How to get unknown Encoding of TextInputStream?

Martin_T · January 7, 2015, 8:04am

Hi,

this is driving me crazy. How can i get the Encoding of a Textinputstream? Means, after loading from Folderitem, the Textfiles should automatically converts to UTF-8. I will load Textfiles which are encoded in Unicode, Ascii, Ansi, UTF-8 (do nothing) and Ansel (not supportet by Xojo).

Beatrix_Willius · January 7, 2015, 8:29am

That’s a nice complicated topic. There are the byte order marks (BOM), which may tell you the encoding. See http://en.wikipedia.org/wiki/Byte_order_mark . I’ve got some code for this lying around.

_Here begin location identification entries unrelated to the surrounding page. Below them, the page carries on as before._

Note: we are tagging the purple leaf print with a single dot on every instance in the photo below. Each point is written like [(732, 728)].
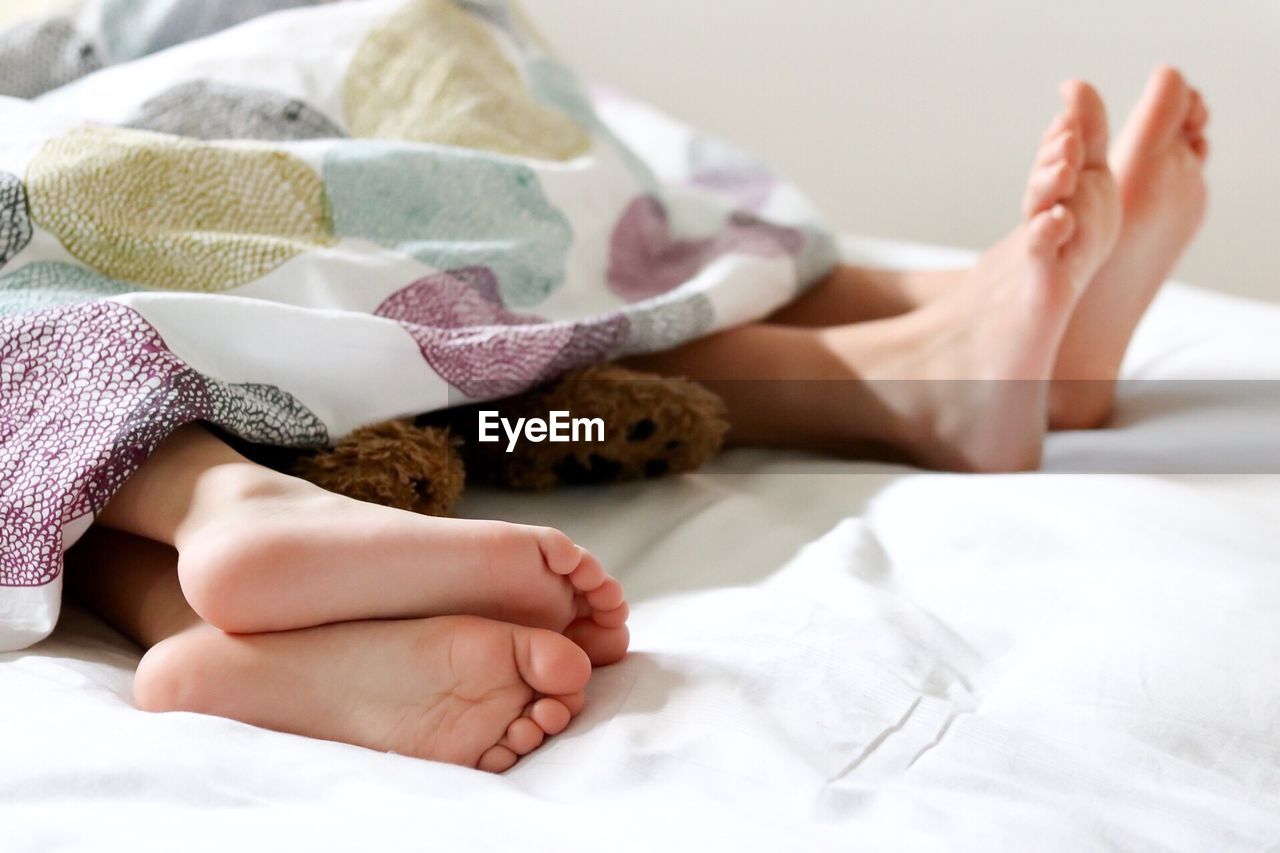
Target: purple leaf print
[(647, 261), (483, 349), (87, 393)]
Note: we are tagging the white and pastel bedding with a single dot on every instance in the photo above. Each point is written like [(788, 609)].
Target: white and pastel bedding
[(828, 656)]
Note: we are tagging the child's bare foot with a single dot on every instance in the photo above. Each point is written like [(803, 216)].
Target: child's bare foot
[(984, 350), (263, 552), (462, 690), (1159, 162)]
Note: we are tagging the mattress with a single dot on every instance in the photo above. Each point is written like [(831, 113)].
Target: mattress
[(828, 655)]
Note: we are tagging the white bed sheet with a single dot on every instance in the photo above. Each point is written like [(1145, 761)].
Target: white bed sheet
[(827, 656)]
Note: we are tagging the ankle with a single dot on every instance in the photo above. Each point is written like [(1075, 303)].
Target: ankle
[(234, 489), (1080, 405)]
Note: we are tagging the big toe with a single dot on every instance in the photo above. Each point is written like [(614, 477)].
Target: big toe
[(604, 644), (1086, 105), (1166, 109), (549, 662)]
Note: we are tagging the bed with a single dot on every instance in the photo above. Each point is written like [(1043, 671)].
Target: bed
[(828, 655)]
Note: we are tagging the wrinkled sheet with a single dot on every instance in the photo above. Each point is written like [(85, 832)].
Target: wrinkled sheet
[(827, 655)]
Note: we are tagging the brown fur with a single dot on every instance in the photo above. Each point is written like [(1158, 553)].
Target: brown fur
[(654, 427)]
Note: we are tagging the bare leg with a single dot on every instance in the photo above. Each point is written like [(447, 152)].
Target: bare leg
[(457, 689), (1159, 160), (260, 551), (959, 383)]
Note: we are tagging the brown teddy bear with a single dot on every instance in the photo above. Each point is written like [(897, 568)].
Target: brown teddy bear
[(653, 427)]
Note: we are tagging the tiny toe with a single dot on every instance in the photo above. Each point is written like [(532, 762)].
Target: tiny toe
[(1198, 115), (560, 552), (548, 662), (497, 760), (616, 617), (589, 574), (1050, 186), (552, 716), (1065, 147), (575, 702), (1052, 229), (603, 646), (524, 735), (607, 596), (1060, 124)]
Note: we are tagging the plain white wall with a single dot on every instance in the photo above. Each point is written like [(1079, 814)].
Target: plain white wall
[(918, 118)]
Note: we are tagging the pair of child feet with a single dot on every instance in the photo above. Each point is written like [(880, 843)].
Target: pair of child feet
[(1032, 337), (472, 642)]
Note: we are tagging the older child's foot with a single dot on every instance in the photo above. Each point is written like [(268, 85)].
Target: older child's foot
[(1159, 162), (461, 690), (967, 375), (264, 552)]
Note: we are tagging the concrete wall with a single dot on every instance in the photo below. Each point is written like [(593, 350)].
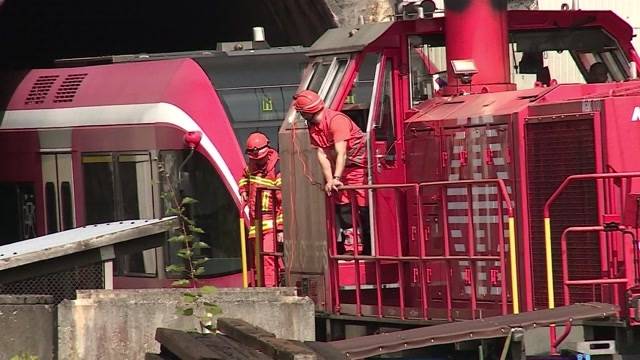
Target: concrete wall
[(28, 326), (121, 324)]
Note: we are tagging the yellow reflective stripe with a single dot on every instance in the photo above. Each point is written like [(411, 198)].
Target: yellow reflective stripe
[(266, 225), (266, 200), (260, 180)]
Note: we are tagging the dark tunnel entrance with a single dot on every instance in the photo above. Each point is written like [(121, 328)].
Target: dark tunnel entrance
[(35, 32)]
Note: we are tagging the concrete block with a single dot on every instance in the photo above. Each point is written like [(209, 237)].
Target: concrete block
[(121, 324), (28, 326)]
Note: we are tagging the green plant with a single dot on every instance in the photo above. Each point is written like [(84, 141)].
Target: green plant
[(24, 356), (186, 236)]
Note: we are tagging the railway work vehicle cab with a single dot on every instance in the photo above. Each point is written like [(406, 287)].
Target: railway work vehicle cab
[(502, 177)]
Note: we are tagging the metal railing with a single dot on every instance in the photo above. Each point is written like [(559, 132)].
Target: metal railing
[(610, 207), (423, 259)]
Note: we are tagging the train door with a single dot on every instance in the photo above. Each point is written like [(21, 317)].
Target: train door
[(383, 141), (57, 179), (120, 186)]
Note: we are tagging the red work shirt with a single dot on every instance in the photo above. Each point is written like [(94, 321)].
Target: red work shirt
[(263, 174), (336, 127)]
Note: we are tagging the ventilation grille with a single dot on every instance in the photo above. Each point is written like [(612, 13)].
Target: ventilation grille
[(556, 150), (61, 285), (69, 87), (40, 89)]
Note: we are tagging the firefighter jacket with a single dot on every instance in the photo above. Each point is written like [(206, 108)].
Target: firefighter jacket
[(258, 175)]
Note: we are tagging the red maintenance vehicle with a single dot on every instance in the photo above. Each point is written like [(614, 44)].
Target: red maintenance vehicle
[(486, 198), (81, 143)]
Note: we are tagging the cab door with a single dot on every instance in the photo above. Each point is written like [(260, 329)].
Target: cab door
[(383, 145), (57, 179)]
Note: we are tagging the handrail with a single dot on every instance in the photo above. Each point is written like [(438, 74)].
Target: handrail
[(243, 254), (547, 230), (547, 221), (512, 233), (422, 258)]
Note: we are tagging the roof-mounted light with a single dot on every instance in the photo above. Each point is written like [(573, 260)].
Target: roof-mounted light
[(464, 69)]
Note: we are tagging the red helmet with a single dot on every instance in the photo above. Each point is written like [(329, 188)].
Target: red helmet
[(257, 145), (308, 101)]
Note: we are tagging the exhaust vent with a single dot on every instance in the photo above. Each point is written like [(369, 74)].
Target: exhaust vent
[(40, 89), (69, 87)]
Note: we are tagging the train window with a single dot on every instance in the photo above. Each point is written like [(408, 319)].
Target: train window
[(318, 75), (357, 102), (215, 211), (51, 207), (118, 186), (385, 123), (427, 61), (564, 56), (17, 212), (334, 79), (67, 205)]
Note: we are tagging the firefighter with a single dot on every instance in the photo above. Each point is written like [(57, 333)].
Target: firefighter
[(262, 171), (342, 156)]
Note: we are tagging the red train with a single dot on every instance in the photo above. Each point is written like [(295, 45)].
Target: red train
[(80, 145), (485, 199), (469, 217)]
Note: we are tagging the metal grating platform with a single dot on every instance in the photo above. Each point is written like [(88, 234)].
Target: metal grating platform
[(492, 327)]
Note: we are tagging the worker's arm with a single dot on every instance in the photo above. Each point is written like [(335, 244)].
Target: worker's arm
[(341, 158), (325, 164)]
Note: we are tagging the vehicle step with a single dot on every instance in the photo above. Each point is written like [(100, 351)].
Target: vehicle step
[(600, 347)]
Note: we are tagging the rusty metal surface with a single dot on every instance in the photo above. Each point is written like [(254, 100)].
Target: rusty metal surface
[(499, 326)]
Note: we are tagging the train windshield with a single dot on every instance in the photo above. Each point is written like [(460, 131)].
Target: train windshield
[(215, 212)]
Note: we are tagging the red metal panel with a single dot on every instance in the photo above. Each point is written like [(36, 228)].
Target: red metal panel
[(556, 150)]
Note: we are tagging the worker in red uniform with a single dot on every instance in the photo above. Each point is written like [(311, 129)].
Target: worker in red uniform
[(262, 171), (341, 151)]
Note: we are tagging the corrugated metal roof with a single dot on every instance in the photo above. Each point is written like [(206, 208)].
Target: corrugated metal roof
[(80, 239), (348, 39), (565, 70)]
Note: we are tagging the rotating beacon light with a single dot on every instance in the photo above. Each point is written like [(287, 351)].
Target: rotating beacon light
[(192, 138)]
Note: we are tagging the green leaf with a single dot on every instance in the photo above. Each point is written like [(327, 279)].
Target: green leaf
[(174, 268), (206, 290), (180, 283), (189, 298), (187, 311), (200, 245), (213, 310), (176, 239), (184, 253), (196, 229), (172, 211), (200, 261), (188, 200), (187, 220)]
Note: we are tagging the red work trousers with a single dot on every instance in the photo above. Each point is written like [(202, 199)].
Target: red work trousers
[(269, 262)]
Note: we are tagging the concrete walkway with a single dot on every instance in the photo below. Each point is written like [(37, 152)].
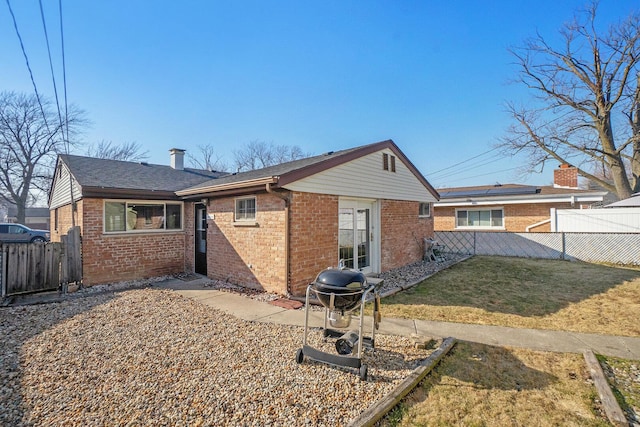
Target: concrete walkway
[(535, 339)]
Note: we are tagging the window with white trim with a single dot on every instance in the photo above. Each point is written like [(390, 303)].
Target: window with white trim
[(480, 218), (424, 210), (121, 216), (245, 209)]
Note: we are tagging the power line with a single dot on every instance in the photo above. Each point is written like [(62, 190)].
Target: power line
[(464, 161), (489, 173), (479, 163), (26, 58), (53, 77), (64, 82)]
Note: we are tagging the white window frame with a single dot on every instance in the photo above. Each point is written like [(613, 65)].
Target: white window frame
[(243, 218), (128, 202), (420, 213), (479, 227)]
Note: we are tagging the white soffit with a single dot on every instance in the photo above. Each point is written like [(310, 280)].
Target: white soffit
[(364, 177)]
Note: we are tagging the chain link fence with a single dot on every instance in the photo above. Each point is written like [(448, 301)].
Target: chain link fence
[(614, 248)]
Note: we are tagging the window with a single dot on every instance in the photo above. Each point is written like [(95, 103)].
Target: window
[(246, 209), (480, 218), (121, 216), (424, 210)]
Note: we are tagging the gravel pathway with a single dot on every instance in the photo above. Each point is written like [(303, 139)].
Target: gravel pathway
[(152, 357)]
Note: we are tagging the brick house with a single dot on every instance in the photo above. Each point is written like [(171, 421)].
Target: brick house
[(272, 229), (511, 207)]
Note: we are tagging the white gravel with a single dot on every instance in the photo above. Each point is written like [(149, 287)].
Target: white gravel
[(151, 357)]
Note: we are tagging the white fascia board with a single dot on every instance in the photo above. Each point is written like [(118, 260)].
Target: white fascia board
[(564, 198)]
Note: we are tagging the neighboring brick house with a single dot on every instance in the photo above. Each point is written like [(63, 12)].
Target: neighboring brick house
[(511, 207), (272, 229)]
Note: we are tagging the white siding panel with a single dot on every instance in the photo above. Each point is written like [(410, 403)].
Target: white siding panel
[(611, 220), (61, 193), (364, 177)]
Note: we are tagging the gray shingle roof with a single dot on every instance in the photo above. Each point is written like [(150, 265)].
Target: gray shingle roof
[(115, 174), (276, 170)]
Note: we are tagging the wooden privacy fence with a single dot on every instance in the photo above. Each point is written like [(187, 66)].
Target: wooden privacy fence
[(35, 267)]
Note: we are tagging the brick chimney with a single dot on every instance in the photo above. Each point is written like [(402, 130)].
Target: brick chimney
[(566, 176), (177, 158)]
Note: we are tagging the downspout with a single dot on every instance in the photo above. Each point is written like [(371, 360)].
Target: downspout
[(287, 202), (537, 224)]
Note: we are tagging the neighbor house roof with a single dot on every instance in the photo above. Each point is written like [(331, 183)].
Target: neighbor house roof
[(631, 202), (514, 194), (100, 177), (280, 175), (111, 178)]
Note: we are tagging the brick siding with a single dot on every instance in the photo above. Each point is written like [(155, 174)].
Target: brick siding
[(516, 217), (402, 233), (314, 237), (120, 257), (252, 256)]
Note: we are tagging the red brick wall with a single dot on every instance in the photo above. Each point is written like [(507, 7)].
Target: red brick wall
[(516, 217), (118, 257), (314, 237), (189, 237), (252, 256), (402, 233)]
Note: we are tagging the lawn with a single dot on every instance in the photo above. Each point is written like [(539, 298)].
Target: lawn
[(477, 384), (527, 293)]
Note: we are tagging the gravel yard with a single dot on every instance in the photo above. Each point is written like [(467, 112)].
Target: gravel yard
[(152, 357)]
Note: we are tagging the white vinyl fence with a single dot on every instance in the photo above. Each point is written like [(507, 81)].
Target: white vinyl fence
[(615, 248), (606, 220)]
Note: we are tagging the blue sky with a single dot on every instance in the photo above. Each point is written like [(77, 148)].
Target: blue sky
[(431, 75)]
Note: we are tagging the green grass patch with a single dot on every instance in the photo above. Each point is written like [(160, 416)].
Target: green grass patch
[(523, 292)]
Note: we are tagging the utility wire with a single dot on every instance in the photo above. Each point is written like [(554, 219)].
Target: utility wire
[(64, 82), (475, 164), (53, 77), (26, 58), (464, 161), (488, 173)]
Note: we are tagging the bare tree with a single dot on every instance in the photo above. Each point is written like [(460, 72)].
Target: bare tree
[(259, 154), (207, 159), (127, 151), (585, 109), (31, 135)]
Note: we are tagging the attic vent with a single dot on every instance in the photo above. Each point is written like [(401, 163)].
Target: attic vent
[(388, 162)]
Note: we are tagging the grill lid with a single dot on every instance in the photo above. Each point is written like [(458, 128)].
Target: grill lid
[(349, 279)]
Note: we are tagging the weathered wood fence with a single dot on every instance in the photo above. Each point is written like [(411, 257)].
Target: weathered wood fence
[(35, 267)]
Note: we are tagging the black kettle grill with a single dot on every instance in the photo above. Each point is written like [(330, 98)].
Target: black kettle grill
[(342, 291)]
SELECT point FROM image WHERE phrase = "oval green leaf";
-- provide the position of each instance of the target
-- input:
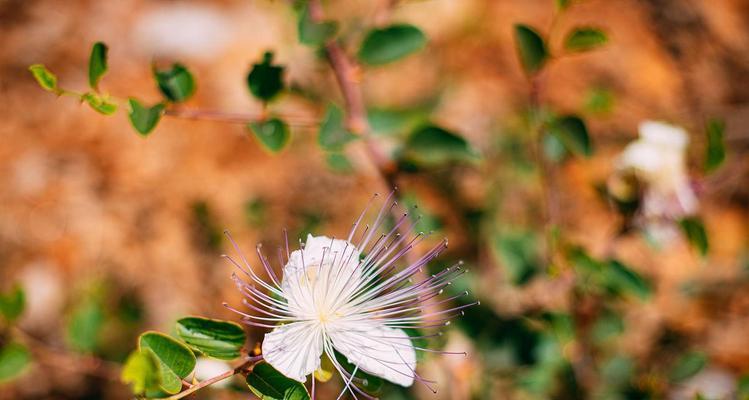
(272, 134)
(432, 145)
(715, 152)
(585, 38)
(176, 84)
(174, 359)
(687, 366)
(333, 133)
(572, 132)
(695, 232)
(385, 45)
(144, 119)
(12, 303)
(97, 64)
(14, 360)
(268, 384)
(265, 80)
(46, 79)
(218, 339)
(531, 48)
(99, 103)
(140, 371)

After that comes the guessing. You can exclude invalid encodings and then hope for the best. Check out StringUtils from Joe Strout (http://www.strout.net/info/coding/rb/intro.html).

Martin_T · January 7, 2015, 8:49am

[quote=157668:@Beatrix Willius]That’s a nice complicated topic. There are the byte order marks (BOM), which may tell you the encoding. See http://en.wikipedia.org/wiki/Byte_order_mark . I’ve got some code for this lying around.

After that comes the guessing. You can exclude invalid encodings and then hope for the best. Check out StringUtils from Joe Strout (http://www.strout.net/info/coding/rb/intro.html).[/quote]
Thank you for the Tip.

What i don’t understand, if i tell the TextInputStream.Encoding the format before reading the Lines, it works correctly.

Michel_Bujardet · January 7, 2015, 1:08pm

[quote=157660:@Martin Trippensee]Hi,

this is driving me crazy. How can i get the Encoding of a Textinputstream? Means, after loading from Folderitem, the Textfiles should automatically converts to UTF-8. I will load Textfiles which are encoded in Unicode, Ascii, Ansi, UTF-8 (do nothing) and Ansel (not supportet by Xojo).[/quote]

http://documentation.xojo.com/index.php/Encoding ?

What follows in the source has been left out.